Ook het doel van de voorzieningen verschilt: mannen krijgen vaker een voorziening gericht op re-integratie dan vrouwen. De hogere inzet op re-integratievoorzieningen bij mannen komt door een hogere inzet van loonkostensubsidie voor deze doelgroep. Van de totale inzet aan voorzieningen voor mannen en vrouwen bestaat 15,2% uit loonkostensubsidie voor mannen. Bij vrouwen ligt dit percentage op 8%.
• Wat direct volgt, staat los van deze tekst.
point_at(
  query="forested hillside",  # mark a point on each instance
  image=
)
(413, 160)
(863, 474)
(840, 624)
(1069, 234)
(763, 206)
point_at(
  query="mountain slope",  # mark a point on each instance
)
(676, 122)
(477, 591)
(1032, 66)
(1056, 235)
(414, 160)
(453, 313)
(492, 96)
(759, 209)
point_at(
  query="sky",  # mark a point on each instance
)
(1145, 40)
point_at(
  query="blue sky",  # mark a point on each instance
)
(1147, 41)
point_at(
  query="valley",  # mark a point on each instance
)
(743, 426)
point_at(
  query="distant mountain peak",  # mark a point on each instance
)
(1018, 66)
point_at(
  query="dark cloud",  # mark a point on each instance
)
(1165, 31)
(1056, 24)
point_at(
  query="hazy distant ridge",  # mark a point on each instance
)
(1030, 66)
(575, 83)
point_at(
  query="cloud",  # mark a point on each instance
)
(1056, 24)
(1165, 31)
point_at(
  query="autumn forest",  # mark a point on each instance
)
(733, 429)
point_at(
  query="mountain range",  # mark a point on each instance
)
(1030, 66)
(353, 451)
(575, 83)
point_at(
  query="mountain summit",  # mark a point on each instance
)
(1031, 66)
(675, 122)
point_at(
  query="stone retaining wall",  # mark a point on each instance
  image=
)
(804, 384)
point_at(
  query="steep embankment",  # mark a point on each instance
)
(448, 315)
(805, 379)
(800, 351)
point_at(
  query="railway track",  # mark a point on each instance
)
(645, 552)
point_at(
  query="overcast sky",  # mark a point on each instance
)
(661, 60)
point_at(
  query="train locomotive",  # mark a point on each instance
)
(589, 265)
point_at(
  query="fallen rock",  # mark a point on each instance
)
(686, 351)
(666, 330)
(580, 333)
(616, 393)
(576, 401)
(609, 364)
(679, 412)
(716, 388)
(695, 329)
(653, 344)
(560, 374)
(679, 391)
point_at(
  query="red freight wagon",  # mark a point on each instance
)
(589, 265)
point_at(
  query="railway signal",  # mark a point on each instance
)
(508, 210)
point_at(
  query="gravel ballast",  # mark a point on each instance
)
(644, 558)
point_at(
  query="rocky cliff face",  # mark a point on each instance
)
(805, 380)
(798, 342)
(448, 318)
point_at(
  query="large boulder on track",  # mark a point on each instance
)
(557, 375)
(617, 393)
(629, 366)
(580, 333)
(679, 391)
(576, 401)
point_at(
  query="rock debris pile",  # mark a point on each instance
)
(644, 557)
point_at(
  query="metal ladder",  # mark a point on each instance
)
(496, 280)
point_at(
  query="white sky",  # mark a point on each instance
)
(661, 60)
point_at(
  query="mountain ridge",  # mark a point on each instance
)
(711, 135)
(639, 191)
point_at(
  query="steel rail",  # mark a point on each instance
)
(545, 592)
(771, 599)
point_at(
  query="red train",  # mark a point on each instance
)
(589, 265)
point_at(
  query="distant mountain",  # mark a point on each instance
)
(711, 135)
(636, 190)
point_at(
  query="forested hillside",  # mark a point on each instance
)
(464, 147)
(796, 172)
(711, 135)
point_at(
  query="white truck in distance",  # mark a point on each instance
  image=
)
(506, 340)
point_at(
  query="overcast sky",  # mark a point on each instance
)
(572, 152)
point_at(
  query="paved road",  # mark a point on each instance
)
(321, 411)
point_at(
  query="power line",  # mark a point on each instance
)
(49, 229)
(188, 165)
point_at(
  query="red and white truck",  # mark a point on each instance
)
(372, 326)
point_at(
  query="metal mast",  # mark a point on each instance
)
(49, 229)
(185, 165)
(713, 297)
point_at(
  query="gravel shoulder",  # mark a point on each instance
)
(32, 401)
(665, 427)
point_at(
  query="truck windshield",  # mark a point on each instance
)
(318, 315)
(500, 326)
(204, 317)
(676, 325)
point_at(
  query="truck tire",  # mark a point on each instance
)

Daarnaast worden jobcoaching/begeleiding op de werkplek en ‘overige werkplekken’ vaker ingezet voor mannen. Voor vrouwen worden vrijwilligerswerk en ‘overige sociale activering’ vaker ingezet. De verschillen zitten met name in de leeftijd van 18 tot 27 jaar.
Arbeidsvermogen
Hoewel vrouwen minder vaak een re-integratievoorziening krijgen toegekend, zien we dat het arbeidsvermogen van vrouwen die wél een re-integratievoorziening hebben gekregen, hoger is ingeschat. Bij 51% van de vrouwen met een re-integratievoorziening is het arbeidsvermogen ingeschat op het wettelijk minimumloon (WML) of hoger. Bij mannen met een dergelijke voorziening ligt dit percentage op 45,8%.
Onbemiddelbaar
Bij de personen met een voorziening gericht op participatie zien we dat bij een meerderheid de inschatting (tijdelijk) onbemiddelbaar is gemaakt. Bij vrouwen is dat iets vaker het geval (54,8%) dan bij mannen (53,1%). Tot slot zien we dat vrouwen(8,4%) vaker een ontheffing van de arbeidsverplichting krijgen dan mannen (7%).